11 October 2018

Yale and the Posture Photographs




The Power of Privilege by Joseph Soares, 2007, Excerpts

Yale willingly participated in eugenic schemes to measure personal character, in particular the infamous practice that lasted until 1968 of taking nude “posture” photographs to study the relation of body type to personal abilities. Cohort after cohort of Yale men would walk from their freshman dorms on old campus over to Payne-Whitney Gymnasium, stand in line on the fourth floor, and enter one at a time into a room without windows. Inside, two technicians would instruct youth to disrobe before they would place metal pins against his spine that would both measure and hold each youth in position while three photographs were taken. One need not imagine the experience generated more, or less, anxiety than an army induction physical, and the unpleasant registration procedure may have played some ritualistic role for the youth demarcating, like a military haircut, the transition from secondary school to Ivy League status. The practice, begun at a few elite colleges in the 1930s, was required at all of the Ivy League colleges [Brown, Colombia, Cornell, Dartmouth, Harvard, Pennsylvania, Princeton, and Yale] and the Seven Sisters [Barnard, Bryn, Mawr, Mount Holyoke, Radcliffe, Smith, Vassar, and Wellesley] from the 1940s to the 1960s. 

At Harvard, the posture photographs were part of a formal medical discourse on “character.” Every new Harvard undergraduate would be photographed naked and then, on a separate occasion, subjected to a medical exam by a member of the department of hygiene. The doctor would observe and engage the freshman in a conversation about feelings, attitudes, and activities. The doctor was supposed to use a diagnostic tool that presumed to evaluate individuals against a normative standard of what constituted a healthy masculine male. Harvard’s medical exam, regardless of intent, was a technology that validated particular masculine cultural stereotypes, while stigmatizing others as deviant.
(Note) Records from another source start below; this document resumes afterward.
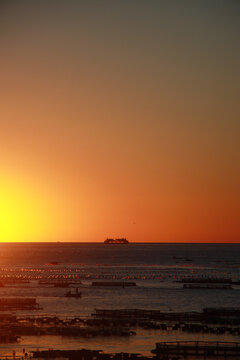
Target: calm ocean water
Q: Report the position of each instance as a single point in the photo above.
(154, 267)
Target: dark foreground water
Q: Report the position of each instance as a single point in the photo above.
(154, 267)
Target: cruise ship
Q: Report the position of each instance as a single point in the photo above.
(116, 241)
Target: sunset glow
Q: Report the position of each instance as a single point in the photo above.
(119, 120)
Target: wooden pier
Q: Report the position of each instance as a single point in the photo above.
(203, 349)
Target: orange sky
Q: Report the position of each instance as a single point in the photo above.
(119, 120)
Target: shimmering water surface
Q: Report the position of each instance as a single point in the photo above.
(154, 267)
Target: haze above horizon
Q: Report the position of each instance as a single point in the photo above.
(119, 119)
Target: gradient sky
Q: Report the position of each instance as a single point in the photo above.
(120, 118)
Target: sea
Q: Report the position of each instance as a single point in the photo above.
(157, 269)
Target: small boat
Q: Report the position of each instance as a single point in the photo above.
(77, 294)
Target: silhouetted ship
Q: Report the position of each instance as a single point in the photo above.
(116, 241)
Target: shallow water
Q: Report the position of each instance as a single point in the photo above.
(154, 267)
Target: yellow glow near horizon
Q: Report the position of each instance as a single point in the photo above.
(24, 215)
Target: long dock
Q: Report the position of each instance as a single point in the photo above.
(203, 349)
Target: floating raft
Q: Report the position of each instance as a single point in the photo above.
(20, 303)
(204, 349)
(208, 286)
(113, 283)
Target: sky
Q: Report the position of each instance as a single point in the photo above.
(119, 118)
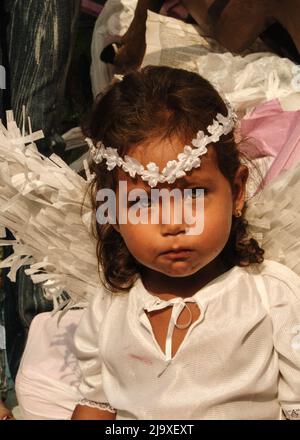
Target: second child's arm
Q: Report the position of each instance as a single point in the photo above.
(83, 412)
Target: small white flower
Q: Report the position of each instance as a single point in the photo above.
(151, 174)
(132, 166)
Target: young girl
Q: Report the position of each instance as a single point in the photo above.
(188, 325)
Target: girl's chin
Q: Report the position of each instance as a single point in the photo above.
(179, 269)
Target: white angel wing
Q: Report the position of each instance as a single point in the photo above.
(42, 205)
(274, 218)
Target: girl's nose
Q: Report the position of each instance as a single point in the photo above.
(172, 220)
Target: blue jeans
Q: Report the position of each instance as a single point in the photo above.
(39, 37)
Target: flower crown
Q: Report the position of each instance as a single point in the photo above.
(174, 169)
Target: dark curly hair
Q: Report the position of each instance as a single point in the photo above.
(159, 101)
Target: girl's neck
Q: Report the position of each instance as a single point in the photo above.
(167, 287)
Student’s had to arrive for the doctor’s examination with a five-page questionnaire filled in, which included thinly disguised ethnic inquiries, requesting that one list one’s religious denomination, as well as one’s father’s and mother’s birthplace. Just as at Yale, answers to those questions helped Harvard track its Jews. And there were a number of questions on social class. One had to list the occupation of every family member, and report incomes.
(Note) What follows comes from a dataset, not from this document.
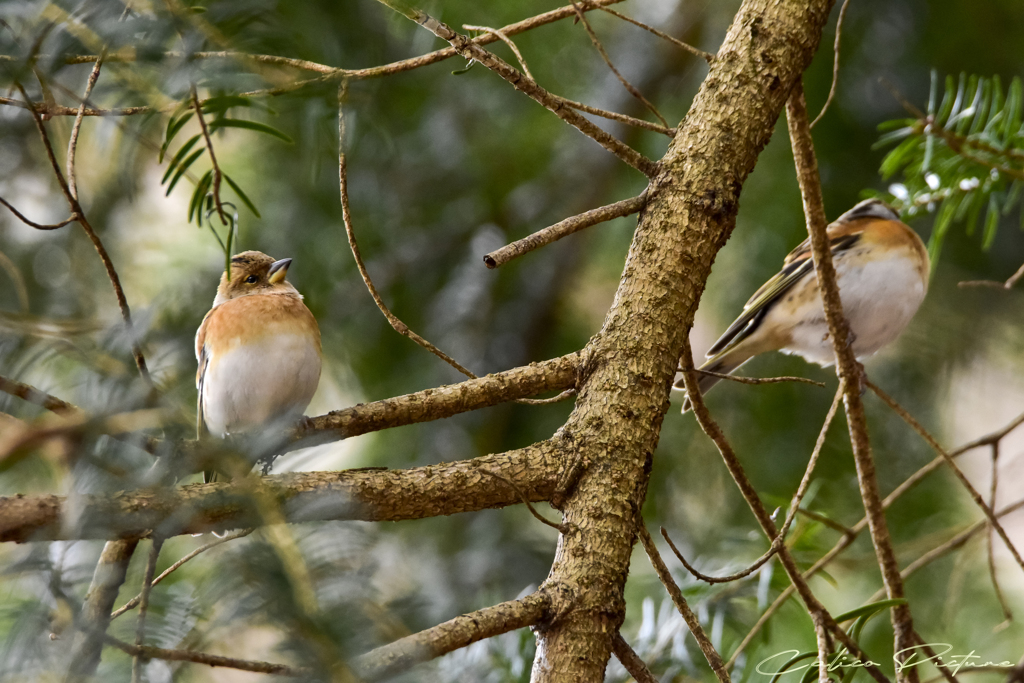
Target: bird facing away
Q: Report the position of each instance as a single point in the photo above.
(258, 350)
(882, 271)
It was Naomi Wolf, author of "The Beauty Myth," who opened the Pandora's box of posture-photo controversy. In that book and in a 1992 Op-Ed piece in The Times, Wolf (Yale '84) bitterly attacked Dick Cavett (Yale '55) for a joke he'd made at Wolf's graduation ceremonies. According to Wolf, who'd never had a posture photo taken (the practice was discontinued at Yale in 1968), Cavett took the microphone and told the following anecdote:

“When I was an undergraduate, there were no women at Yale. The women went to Vassar. At Vassar they had nude photographs taken of women in gym class to check their posture. One year the photos were stolen and turned up for sale in New Haven's red-light district." His punchline: "The photos found no buyers."